De acuerdo con los datos de las encuestas de presupuestos familiares elaboradas por el INE, los españoles hemos cambiado nuestros hábitos alimenticios de forma significativa.

En este sentido, desde los años sesenta se ha producido una importante caída en el consumo de pan, legumbres, patatas, pastas y arroz (alimentos ricos en hidratos de carbono complejos), si bien ha aumentado el consumo de carnes, principalmente, cerdo y pollo, y otros alimentos, como pescado, leche y queso.

Los españoles también hemos aumentado el consumo de frutas y verduras, aunque tomamos menos azúcar y menos aceite de oliva. Precisamente, el aceite de oliva se encuentra entre los alimentos considerados como «grasas de adición», llamadas así porque representan aproximadamente el 20% de la ingesta energética diaria, y cuya importancia es fundamental en la condimentación de la dieta española. Igualmente, se ha detectado una caída en el uso de la manteca de cerdo y un aumento en la utilización de otros aceites vegetales de semillas (sobre todo de girasol).

Analizando el reparto de la ración energética en España, se observa cómo casi un 40% nos la aportan las grasas de los alimentos y, dentro de éstas, las saturadas, a las que se atribuyen los efectos más perjudiciales para la salud, y que representan el 13%.

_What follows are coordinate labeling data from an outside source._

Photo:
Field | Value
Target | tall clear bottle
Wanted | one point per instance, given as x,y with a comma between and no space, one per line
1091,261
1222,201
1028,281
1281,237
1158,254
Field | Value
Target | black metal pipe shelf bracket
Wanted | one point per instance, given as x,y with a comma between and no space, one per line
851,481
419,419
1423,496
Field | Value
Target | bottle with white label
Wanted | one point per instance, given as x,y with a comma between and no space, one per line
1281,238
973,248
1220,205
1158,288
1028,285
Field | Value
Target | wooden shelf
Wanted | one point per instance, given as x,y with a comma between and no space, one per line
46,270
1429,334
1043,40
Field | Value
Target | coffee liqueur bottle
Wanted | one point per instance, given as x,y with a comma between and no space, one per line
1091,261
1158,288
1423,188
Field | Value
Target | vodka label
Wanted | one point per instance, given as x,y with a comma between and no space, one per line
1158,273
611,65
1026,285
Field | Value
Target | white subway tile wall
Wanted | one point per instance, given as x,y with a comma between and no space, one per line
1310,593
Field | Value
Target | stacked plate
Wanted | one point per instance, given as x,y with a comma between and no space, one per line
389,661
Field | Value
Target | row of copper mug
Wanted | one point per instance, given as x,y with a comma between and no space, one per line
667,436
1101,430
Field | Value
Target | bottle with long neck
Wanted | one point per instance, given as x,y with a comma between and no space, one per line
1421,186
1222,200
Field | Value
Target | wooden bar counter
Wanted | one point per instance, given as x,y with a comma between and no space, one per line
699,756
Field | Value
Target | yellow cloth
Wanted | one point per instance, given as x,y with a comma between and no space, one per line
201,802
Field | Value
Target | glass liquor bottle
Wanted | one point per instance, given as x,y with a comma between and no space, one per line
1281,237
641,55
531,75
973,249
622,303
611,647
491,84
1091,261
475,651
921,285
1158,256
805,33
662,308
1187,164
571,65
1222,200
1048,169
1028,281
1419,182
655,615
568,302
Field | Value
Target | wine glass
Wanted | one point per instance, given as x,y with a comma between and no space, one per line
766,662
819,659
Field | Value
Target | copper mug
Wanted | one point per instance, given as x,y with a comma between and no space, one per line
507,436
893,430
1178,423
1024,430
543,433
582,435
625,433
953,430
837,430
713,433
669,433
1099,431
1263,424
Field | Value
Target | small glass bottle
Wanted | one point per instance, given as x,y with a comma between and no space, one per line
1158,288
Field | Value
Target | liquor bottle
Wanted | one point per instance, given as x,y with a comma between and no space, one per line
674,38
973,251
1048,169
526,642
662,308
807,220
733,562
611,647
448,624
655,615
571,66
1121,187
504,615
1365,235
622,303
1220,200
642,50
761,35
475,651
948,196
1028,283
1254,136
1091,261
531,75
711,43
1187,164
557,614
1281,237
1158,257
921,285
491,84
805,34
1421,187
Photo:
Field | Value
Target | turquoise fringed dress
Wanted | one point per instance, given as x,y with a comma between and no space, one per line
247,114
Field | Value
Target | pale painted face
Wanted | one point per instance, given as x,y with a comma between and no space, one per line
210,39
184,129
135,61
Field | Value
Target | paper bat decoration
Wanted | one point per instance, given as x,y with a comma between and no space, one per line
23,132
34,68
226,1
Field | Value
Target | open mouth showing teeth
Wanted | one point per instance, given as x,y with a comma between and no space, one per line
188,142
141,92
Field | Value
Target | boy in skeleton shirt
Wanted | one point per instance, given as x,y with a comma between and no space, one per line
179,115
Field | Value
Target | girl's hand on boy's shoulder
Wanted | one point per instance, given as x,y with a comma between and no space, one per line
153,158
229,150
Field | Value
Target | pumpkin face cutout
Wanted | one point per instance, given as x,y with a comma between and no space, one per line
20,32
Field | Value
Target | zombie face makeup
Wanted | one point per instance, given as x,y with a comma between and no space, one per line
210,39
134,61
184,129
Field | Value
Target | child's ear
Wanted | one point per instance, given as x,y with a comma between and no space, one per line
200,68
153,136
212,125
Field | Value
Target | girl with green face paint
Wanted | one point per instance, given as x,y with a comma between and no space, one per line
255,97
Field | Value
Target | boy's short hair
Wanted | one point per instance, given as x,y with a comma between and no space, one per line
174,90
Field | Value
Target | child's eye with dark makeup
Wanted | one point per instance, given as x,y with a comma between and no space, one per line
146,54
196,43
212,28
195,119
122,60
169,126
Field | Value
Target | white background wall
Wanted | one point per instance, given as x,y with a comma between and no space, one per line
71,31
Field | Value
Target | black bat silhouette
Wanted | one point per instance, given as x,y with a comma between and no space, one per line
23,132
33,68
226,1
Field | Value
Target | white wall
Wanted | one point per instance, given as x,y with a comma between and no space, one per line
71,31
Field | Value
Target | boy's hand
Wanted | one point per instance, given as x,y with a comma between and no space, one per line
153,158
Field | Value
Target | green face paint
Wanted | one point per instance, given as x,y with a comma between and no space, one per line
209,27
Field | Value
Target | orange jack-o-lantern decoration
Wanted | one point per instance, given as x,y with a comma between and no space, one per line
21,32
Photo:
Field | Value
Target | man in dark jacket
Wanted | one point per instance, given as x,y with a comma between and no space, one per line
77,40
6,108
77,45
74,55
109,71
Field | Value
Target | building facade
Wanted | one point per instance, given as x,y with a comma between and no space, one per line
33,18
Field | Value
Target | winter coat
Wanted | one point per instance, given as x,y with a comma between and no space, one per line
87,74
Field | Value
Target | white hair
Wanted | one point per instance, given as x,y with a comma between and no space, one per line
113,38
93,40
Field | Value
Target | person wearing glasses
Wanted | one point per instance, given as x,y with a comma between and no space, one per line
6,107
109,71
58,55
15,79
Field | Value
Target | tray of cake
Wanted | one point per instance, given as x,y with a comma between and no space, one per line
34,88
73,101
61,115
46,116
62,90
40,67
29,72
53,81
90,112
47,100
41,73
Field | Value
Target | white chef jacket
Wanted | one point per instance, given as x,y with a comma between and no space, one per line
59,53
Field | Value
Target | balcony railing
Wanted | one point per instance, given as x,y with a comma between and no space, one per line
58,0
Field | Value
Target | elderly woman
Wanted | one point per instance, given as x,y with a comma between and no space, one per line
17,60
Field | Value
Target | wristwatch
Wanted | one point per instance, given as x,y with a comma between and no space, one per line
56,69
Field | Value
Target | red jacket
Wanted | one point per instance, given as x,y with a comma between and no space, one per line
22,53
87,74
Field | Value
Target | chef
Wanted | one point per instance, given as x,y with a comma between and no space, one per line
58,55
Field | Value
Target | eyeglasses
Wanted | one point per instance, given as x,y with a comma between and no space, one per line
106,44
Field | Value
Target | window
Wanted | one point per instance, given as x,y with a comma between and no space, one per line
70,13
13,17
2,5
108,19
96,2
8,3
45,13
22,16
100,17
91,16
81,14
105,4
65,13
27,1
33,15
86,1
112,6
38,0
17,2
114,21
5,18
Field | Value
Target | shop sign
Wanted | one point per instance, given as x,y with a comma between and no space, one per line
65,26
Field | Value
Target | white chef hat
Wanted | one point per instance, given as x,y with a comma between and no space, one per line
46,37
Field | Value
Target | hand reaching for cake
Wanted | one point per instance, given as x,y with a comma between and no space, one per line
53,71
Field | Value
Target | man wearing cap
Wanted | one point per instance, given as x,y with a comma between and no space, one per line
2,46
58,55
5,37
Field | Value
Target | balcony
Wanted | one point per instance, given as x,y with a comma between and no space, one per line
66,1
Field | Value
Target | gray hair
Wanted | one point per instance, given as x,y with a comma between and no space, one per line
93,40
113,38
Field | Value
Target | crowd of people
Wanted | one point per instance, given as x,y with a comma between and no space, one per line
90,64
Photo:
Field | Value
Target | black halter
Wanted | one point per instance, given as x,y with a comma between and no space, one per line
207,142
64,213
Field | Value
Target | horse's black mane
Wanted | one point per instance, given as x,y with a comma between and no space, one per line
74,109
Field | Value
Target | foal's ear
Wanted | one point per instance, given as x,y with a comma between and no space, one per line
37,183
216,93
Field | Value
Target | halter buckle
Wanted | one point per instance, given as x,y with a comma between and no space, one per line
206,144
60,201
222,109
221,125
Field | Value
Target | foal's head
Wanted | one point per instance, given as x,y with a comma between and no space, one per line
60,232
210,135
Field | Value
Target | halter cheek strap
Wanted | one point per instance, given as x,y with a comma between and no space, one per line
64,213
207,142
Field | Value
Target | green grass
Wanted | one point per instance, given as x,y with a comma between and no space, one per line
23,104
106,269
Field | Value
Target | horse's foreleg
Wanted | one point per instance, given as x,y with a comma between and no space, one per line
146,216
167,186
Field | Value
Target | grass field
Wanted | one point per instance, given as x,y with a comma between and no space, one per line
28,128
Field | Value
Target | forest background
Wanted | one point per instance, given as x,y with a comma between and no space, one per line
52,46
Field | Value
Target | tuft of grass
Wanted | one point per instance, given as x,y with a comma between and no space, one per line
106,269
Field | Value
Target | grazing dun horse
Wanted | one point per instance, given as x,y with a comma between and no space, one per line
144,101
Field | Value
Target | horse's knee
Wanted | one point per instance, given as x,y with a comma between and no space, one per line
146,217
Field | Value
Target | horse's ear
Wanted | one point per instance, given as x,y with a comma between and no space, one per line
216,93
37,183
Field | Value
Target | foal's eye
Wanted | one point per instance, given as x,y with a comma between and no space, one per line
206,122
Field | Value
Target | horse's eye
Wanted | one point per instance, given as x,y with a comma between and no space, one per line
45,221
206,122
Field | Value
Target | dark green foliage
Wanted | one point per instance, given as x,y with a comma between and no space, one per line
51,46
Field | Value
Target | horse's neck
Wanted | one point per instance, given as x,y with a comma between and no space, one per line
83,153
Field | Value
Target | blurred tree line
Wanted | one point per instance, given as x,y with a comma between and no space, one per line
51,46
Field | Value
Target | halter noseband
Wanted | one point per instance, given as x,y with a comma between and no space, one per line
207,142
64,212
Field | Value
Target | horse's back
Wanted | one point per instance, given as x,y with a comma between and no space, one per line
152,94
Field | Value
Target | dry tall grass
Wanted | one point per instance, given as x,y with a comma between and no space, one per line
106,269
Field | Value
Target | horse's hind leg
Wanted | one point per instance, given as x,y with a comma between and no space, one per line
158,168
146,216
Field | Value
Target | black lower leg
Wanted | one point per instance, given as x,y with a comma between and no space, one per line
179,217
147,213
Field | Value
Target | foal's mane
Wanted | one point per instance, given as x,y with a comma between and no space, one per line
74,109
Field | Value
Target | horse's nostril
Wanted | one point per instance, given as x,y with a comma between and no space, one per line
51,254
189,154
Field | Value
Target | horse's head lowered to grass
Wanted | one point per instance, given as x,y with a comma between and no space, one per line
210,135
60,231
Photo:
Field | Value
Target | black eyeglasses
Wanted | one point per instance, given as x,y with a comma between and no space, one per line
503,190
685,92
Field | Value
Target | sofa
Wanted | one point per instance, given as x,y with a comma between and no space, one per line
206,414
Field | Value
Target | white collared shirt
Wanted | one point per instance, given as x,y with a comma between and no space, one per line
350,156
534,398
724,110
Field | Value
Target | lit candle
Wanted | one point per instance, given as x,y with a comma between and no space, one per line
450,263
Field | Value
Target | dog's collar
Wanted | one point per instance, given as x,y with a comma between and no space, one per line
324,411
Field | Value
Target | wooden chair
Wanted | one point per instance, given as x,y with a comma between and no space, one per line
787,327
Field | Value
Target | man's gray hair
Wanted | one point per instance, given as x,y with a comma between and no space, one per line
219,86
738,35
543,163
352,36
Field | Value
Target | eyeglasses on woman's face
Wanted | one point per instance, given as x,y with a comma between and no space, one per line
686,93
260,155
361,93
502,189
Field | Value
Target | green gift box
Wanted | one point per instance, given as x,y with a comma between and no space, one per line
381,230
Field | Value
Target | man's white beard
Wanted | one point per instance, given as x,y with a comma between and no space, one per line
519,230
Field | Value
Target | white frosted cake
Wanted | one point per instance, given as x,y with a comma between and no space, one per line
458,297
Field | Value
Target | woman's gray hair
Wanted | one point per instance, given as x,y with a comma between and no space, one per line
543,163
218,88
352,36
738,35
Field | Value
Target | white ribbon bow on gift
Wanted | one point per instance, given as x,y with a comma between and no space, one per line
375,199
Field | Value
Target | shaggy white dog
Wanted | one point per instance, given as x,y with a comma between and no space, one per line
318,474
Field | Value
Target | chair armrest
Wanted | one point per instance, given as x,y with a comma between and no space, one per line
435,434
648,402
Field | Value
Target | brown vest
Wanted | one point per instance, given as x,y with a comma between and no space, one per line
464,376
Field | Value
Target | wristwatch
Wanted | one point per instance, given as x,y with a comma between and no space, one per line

Diferencias por comunidades

En lo que se refiere al consumo de grasas por comunidades, las que más toman son Aragón, Cantabria, Castilla y León, Galicia, Navarra, el País Vasco y La Rioja. Por el contrario, Baleares, Canarias, Cataluña, la Comunidad Valenciana y Madrid destacan como las que menos. Las diferencias son sustanciales, pues entre la que ostenta el mayor consumo de lípidos por persona y día (Cantabria, con 161,9 g) y la que menos (Valencia, con 111,6) existe una diferencia de 50 gramos y casi 15 en grasas saturadas.